I am thinking of database schema for post and its comments, in context of a social networking application and im wandering which of these two would give better performance:
I am storing comments of a post in "Comments" Table and posts in the "Posts" Table. Now my schema for the comments table looks like this:
postId commentId postedBy Date CommentBody
Since in order to retrieve the comments of a post I would be required to search all posts whose postId matches postId of this specific post and even my postId could not become primary key since the postId would be non unique within the column(since several comments for a single post), therefore I was thinking if I could merge postId and commentId into one single commentId (this becomes primary key) using which postId could also be retrieved. This is how I am thinking:
CommentId would be generated as postId*100+i (where i is the ith comment on the post)

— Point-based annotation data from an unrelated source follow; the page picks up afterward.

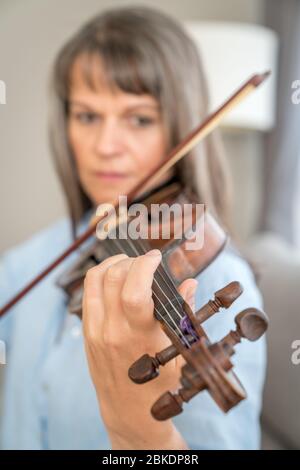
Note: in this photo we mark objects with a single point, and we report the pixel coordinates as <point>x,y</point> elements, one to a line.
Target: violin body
<point>208,366</point>
<point>178,261</point>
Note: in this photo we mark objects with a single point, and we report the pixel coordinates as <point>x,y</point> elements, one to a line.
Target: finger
<point>93,302</point>
<point>113,282</point>
<point>137,290</point>
<point>187,290</point>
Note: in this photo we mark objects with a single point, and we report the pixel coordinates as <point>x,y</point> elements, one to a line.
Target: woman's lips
<point>111,175</point>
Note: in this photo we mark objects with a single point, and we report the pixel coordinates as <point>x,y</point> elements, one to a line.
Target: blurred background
<point>236,38</point>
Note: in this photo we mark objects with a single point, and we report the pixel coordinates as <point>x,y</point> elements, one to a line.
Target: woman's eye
<point>141,121</point>
<point>86,117</point>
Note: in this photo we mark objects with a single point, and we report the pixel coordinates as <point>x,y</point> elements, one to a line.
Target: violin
<point>207,365</point>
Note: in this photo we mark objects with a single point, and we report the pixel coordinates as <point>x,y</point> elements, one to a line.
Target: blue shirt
<point>49,401</point>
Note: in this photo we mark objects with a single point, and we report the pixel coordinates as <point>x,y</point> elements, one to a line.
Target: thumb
<point>187,290</point>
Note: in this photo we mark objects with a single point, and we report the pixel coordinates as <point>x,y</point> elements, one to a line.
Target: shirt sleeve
<point>203,424</point>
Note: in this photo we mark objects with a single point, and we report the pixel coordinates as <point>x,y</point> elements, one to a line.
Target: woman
<point>127,87</point>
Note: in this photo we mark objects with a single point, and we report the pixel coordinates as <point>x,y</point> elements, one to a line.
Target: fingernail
<point>191,294</point>
<point>154,253</point>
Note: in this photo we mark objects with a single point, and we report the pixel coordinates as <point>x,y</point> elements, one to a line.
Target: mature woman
<point>127,87</point>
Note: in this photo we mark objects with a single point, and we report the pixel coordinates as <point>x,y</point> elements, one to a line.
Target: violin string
<point>117,242</point>
<point>142,250</point>
<point>165,276</point>
<point>133,248</point>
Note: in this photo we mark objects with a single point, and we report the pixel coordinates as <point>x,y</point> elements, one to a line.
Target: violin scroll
<point>208,365</point>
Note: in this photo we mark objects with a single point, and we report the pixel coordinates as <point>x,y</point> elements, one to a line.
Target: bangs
<point>116,65</point>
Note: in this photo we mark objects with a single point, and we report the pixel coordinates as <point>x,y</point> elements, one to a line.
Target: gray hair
<point>144,51</point>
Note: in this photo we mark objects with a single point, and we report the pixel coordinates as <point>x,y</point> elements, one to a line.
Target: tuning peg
<point>251,324</point>
<point>223,299</point>
<point>147,367</point>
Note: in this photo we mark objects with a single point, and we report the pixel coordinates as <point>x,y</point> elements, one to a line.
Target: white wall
<point>31,32</point>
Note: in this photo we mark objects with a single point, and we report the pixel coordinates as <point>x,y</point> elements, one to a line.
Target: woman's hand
<point>119,327</point>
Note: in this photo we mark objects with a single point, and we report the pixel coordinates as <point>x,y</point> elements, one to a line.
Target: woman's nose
<point>108,141</point>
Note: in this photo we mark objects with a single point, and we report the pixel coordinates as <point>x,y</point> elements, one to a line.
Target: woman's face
<point>116,138</point>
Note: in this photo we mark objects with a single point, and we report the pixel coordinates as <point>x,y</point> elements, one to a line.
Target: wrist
<point>162,436</point>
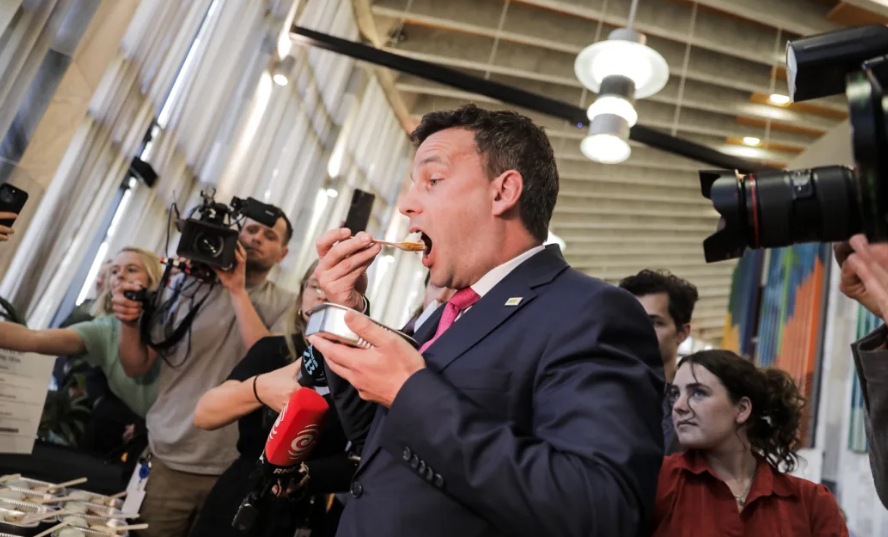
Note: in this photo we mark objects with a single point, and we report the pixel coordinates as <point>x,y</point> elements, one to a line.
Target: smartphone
<point>359,211</point>
<point>12,200</point>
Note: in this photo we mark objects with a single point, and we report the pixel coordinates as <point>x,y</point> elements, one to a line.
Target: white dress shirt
<point>489,280</point>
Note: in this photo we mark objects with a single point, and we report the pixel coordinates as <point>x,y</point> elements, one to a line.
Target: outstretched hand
<point>342,266</point>
<point>864,276</point>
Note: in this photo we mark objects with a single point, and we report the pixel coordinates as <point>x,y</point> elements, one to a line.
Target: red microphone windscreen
<point>297,428</point>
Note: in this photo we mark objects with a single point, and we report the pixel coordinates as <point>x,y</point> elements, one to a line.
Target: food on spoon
<point>76,521</point>
<point>10,494</point>
<point>414,242</point>
<point>76,508</point>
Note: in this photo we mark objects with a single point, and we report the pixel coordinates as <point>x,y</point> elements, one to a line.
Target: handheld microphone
<point>291,440</point>
<point>295,432</point>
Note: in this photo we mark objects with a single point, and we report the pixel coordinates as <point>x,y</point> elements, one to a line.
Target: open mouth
<point>427,241</point>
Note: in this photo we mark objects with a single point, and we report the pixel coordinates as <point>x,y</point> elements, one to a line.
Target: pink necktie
<point>460,302</point>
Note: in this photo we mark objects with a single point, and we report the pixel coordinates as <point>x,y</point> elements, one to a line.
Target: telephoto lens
<point>781,208</point>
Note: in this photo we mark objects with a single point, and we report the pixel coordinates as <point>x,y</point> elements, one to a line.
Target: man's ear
<point>284,251</point>
<point>683,332</point>
<point>508,188</point>
<point>745,408</point>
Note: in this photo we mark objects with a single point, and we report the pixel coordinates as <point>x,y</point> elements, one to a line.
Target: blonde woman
<point>254,393</point>
<point>97,340</point>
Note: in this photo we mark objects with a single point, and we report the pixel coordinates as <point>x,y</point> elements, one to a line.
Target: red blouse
<point>693,502</point>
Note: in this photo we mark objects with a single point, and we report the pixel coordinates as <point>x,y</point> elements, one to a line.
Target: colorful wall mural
<point>785,329</point>
<point>740,326</point>
<point>866,323</point>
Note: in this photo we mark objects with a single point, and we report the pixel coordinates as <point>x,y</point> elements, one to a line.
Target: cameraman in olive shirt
<point>246,307</point>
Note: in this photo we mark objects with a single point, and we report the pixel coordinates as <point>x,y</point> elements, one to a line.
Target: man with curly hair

thus in order to retrieve comments for a post(say with postId=8452 ) I would search all posts with commentId(that would be primary key), lying between 845200 & 845299.. instead of searching all comments with postId=8452.. (of course this limits the maximum no of comments to 100). But will this lead to any performance gains?
Here's what you do. Load up a database with representative data at (for example) twice the size you ever expect it to get.
Then run your queries and test them against both versions of the schema.
Then, and this is the good bit, retest this every X
weeks with new up-to-date data to ensure the situation hasn't changed.
That's what being a DBA is all about. Unless your data will never change, database optimisation is not a set-and-forget operation. And the only way to be sure is to test under representative conditions.
Everything else is guesswork. Educated guesswork, don't get me wrong, but I'd rather have a deterministic answer in preference to anyone's guess, especially since the former will adapt to changes.
My favorite optimisation mantra is "Measure, don't guess!"